Eppure c’era quell’illogico impulso che fermentava, quella voglia incomprensibile di sentirsi, per una volta, padrone delle sue scelte. Quella voglia inspiegabile di dire, per una volta, “no”

Le persiane erano semichiuse, per contrastare la luce del sole estivo. Il silenzio veniva interrotto solo dal rumore delle posate sui piatti, mentre sei occhi su otto erano rivolti verso quello scatolone colorato, all’interno del quale pseudo-ballerine ballavano, pseudo- presentatori presentavano e pseudo-cantanti cantavano, addormentando abilmente inconsapevoli cervelli. Gli altri due occhi, quelli di Alfredo, erano distanti da tutto e brillavano di una strana luce.
Si alzò da tavola che gli altri non avevano ancora finito.
“Ma dove vai?” gli chiese Maria.
“Vado al bar a prendere il caffè”. E scomparve, sorridendo, nello sbattere della porta.
Maria e i figli si guardarono ad occhi sgranati. Non aveva mai preso il caffè al bar!

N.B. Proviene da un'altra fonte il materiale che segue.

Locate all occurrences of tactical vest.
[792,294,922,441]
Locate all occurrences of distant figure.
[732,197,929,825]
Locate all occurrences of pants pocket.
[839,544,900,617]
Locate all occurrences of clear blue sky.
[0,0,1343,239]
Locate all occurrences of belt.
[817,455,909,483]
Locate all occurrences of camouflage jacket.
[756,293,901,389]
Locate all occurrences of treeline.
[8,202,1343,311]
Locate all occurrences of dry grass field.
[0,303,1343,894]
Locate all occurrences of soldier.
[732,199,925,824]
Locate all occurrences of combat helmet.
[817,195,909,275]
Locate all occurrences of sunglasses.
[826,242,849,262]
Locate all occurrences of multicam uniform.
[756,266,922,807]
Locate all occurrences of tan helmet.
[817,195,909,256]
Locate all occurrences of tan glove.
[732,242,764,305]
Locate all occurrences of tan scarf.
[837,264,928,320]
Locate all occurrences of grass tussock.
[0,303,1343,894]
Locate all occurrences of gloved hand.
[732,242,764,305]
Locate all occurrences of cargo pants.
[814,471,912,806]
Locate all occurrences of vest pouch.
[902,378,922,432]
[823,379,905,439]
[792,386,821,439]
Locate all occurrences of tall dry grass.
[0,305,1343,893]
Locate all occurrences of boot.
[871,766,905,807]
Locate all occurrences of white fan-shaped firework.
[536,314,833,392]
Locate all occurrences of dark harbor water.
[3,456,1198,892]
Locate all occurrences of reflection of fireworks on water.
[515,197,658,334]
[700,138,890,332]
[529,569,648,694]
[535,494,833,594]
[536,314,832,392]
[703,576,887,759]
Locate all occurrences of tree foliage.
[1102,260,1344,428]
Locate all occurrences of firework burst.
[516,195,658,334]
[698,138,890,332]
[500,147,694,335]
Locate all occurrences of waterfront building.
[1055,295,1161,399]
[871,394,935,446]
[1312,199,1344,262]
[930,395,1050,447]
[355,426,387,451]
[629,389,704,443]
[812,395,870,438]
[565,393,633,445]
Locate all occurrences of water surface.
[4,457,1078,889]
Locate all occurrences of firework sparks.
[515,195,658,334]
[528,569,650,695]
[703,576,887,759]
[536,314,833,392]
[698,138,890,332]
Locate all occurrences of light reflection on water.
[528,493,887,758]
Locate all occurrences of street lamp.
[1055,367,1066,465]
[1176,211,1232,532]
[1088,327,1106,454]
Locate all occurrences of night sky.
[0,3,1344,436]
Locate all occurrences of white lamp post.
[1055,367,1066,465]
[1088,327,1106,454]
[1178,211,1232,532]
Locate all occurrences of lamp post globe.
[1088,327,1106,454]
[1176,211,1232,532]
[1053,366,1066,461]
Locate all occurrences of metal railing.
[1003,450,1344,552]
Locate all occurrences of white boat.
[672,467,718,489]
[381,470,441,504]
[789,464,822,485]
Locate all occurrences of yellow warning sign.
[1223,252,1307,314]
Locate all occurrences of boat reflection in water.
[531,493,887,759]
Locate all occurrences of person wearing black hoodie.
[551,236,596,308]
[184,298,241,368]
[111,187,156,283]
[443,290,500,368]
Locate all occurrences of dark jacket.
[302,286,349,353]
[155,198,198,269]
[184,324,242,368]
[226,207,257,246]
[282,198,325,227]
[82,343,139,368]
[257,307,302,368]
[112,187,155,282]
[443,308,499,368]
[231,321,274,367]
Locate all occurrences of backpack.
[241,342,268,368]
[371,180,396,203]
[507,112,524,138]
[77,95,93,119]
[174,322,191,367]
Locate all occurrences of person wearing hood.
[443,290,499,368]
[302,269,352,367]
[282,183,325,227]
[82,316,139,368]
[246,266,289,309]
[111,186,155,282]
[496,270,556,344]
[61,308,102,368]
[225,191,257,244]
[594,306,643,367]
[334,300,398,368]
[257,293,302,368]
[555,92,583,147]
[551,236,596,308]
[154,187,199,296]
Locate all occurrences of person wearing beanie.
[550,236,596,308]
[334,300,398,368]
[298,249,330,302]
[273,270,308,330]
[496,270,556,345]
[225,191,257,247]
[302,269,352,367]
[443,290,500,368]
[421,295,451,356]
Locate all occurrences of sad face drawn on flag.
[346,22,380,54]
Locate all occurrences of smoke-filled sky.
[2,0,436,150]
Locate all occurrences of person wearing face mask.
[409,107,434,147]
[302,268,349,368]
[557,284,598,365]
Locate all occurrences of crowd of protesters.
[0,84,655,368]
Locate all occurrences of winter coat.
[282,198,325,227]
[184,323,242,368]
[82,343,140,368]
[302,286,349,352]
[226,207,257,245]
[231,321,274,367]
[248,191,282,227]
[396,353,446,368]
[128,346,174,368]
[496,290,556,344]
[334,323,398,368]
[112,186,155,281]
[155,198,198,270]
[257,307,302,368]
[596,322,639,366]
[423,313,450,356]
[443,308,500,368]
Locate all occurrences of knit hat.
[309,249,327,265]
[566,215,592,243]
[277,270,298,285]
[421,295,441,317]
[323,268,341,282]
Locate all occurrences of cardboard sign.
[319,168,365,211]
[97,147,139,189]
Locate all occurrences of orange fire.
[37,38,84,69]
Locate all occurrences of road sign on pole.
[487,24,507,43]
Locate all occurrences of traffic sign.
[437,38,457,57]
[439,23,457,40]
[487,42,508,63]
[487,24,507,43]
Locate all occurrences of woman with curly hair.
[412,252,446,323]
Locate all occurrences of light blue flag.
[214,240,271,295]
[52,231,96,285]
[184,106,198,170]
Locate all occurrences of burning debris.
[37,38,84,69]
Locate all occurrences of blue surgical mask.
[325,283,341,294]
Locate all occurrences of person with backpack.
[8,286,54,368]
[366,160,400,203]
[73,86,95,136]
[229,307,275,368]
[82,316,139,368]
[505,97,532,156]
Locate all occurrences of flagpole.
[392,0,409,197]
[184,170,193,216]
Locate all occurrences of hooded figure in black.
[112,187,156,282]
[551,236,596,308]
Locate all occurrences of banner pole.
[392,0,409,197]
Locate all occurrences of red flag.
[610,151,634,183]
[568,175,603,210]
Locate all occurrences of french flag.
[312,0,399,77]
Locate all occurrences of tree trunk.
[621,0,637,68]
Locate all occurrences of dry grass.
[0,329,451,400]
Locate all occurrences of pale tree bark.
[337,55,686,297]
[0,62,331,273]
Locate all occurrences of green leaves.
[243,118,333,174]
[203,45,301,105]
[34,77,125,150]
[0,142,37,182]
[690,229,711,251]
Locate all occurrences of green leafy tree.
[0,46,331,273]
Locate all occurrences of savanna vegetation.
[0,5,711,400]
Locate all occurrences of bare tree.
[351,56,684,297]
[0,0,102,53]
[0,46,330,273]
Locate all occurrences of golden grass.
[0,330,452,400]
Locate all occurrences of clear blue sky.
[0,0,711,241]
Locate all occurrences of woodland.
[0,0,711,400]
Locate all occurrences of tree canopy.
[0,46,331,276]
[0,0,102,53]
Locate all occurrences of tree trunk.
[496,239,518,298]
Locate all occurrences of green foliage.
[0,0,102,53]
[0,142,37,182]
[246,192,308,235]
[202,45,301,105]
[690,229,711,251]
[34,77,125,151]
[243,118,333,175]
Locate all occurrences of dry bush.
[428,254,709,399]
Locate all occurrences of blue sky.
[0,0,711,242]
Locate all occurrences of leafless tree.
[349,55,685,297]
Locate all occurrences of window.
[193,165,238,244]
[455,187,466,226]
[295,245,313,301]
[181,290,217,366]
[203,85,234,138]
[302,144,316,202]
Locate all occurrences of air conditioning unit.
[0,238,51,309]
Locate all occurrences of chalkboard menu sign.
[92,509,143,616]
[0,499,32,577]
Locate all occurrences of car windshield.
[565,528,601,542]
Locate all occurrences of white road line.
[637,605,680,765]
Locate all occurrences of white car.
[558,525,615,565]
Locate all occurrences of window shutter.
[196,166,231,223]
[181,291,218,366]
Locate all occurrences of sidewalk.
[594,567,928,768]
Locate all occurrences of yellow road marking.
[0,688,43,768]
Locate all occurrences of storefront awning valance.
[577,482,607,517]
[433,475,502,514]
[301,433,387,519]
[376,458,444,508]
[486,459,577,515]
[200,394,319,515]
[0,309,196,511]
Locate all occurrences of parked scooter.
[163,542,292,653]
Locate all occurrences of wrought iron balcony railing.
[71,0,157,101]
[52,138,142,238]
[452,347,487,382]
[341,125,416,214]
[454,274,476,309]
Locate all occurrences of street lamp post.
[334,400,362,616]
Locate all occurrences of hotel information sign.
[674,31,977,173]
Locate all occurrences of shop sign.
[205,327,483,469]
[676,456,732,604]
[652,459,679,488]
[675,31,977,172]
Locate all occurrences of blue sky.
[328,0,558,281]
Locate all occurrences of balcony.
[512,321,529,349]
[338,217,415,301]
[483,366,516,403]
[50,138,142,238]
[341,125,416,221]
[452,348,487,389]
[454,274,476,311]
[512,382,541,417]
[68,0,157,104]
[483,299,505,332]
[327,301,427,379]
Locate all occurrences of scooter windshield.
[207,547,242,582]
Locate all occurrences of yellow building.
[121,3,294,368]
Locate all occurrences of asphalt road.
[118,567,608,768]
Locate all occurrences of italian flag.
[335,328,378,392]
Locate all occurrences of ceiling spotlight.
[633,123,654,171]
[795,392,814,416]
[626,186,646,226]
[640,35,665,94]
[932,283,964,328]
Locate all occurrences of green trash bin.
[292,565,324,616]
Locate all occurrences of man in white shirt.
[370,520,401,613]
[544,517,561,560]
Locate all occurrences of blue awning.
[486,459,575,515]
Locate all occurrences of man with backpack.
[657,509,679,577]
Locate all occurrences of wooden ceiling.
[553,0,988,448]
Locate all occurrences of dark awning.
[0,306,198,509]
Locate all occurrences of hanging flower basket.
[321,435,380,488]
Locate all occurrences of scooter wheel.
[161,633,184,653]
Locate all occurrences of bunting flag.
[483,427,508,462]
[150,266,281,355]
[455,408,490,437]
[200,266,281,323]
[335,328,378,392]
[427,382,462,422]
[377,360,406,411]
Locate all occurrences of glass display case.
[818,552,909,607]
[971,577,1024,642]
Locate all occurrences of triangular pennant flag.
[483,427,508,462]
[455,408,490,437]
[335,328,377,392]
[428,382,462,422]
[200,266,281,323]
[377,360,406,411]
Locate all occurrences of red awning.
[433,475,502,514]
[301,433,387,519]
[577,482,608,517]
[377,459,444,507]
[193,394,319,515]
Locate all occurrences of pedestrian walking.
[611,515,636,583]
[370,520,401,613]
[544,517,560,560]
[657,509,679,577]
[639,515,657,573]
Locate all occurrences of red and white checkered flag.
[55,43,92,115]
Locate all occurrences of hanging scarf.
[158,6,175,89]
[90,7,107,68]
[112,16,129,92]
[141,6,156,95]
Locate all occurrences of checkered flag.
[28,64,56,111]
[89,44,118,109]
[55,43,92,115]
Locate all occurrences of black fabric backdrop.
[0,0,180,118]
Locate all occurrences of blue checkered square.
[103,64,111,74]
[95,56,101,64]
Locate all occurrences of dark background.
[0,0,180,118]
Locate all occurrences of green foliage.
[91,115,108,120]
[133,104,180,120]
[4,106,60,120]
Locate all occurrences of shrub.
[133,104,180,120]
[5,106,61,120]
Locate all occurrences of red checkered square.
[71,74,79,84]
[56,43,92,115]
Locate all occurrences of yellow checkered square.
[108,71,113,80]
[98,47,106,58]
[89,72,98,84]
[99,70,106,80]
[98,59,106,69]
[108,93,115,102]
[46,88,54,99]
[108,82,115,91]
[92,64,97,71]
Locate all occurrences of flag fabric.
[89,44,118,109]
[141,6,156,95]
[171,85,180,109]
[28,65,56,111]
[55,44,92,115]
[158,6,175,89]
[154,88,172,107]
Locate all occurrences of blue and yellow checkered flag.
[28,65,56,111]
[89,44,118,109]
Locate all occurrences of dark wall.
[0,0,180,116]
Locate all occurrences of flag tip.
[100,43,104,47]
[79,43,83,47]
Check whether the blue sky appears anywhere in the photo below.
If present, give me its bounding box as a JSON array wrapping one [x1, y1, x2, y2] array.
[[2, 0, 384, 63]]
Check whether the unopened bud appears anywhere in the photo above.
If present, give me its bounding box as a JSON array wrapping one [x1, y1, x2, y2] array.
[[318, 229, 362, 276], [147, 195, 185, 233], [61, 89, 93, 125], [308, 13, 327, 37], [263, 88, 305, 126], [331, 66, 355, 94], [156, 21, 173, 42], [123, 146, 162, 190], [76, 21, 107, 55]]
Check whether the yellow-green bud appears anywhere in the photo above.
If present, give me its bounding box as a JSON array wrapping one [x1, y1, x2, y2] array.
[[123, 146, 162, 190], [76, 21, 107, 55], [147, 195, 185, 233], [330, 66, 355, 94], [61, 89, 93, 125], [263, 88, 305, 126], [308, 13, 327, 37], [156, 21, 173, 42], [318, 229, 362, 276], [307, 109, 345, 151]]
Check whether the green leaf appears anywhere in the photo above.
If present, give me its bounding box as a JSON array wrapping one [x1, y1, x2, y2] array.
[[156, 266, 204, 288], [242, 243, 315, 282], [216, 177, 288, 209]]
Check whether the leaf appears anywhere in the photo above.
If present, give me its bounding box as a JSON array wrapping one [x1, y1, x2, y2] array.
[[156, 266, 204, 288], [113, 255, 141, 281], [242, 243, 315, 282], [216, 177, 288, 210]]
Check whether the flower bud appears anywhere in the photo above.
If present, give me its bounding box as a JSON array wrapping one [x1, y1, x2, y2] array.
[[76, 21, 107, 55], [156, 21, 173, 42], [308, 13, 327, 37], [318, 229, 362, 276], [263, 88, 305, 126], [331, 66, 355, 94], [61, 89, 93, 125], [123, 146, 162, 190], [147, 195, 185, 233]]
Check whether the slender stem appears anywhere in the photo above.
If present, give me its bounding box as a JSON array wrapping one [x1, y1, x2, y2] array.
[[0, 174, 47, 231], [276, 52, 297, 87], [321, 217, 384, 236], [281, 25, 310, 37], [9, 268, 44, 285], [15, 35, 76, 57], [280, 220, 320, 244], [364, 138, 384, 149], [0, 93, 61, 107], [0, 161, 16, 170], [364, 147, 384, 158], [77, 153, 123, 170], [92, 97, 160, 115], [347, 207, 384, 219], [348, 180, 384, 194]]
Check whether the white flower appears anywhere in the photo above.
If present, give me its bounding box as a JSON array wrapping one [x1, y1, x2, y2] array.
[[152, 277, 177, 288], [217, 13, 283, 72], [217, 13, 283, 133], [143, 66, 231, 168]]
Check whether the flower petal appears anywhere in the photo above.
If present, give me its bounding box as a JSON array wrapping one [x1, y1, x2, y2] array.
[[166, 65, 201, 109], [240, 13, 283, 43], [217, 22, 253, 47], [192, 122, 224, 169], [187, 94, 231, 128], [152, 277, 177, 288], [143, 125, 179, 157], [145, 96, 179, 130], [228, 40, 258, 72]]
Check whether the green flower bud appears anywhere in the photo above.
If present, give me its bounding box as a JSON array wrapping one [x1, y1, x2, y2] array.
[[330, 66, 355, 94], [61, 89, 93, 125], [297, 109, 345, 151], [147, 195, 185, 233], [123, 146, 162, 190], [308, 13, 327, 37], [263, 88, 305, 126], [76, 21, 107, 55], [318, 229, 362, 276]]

Un leggero vento attenuava la calura, e l’ombra dei tigli leggermente allungata era la sua meridiana, il suo orologio per quel pomeriggio da folle. Guardava il lago, davanti a sé, mentre il parco cittadino si andava velocemente riempiendo di mamme e bambini.
Un vagabondo, con la sua casa a spalle, si mise a sedere sulla riva immergendo le gambe nell’acqua per cercare refrigerio.
L’aveva fatta grossa; uscire di casa in quella maniera......
E cosa si sarebbe inventato, quale valida scusa gli avrebbe evitato la sequela di rimproveri?
Non avrebbero capito. Come poteva dire che non li sopportava più, che era stufo di vivere, che per una volta, l’unica volta, voleva essere padrone di sé stesso.
Guardava il lago, così come si guarda una donna prima dell’amore. Il vagabondo si era rialzato e camminava con passo incerto; probabilmente era ubriaco.
L’acqua ferma dava ad Alfredo quel senso di pace che forse non aveva avuto nemmeno da bambino.
Poi, d’improvviso si alzò e corse verso quella tavola celeste......

Erano quasi le 20. Il campanello di casa Santini suonò due volte. Maria si precipitò alla porta. I figli erano in camera a scaricare musica in mp3. La televisione era accesa su un canale locale.
Nei pochi metri che la separavano dalla porta, la donna s’immaginò la figura che le sarebbe apparsa davanti. Con il cuore in gola si trovò davanti due agenti di polizia, poi due vigili, e ancora un medico che, in borghese, avrebbe detto.....
Poi aprì la porta. Alfredo, con aria felice le disse: “Scusa, ho dimenticato le chiavi”.
Non fece caso alla serie di insulti e domande che seguirono le sue parole. Non lo disturbarono quelle urla sconclusionate che coprivano il motore della macchine di passaggio, che coprivano il rumore del ventilatore, che coprivano il volume del televisore mentre un giornalista, in mezzobusto sorridente, annunciava: “Oggi, nella nostra città, un pensionato ha salvato un barbone ubriaco che era caduto nel lago”.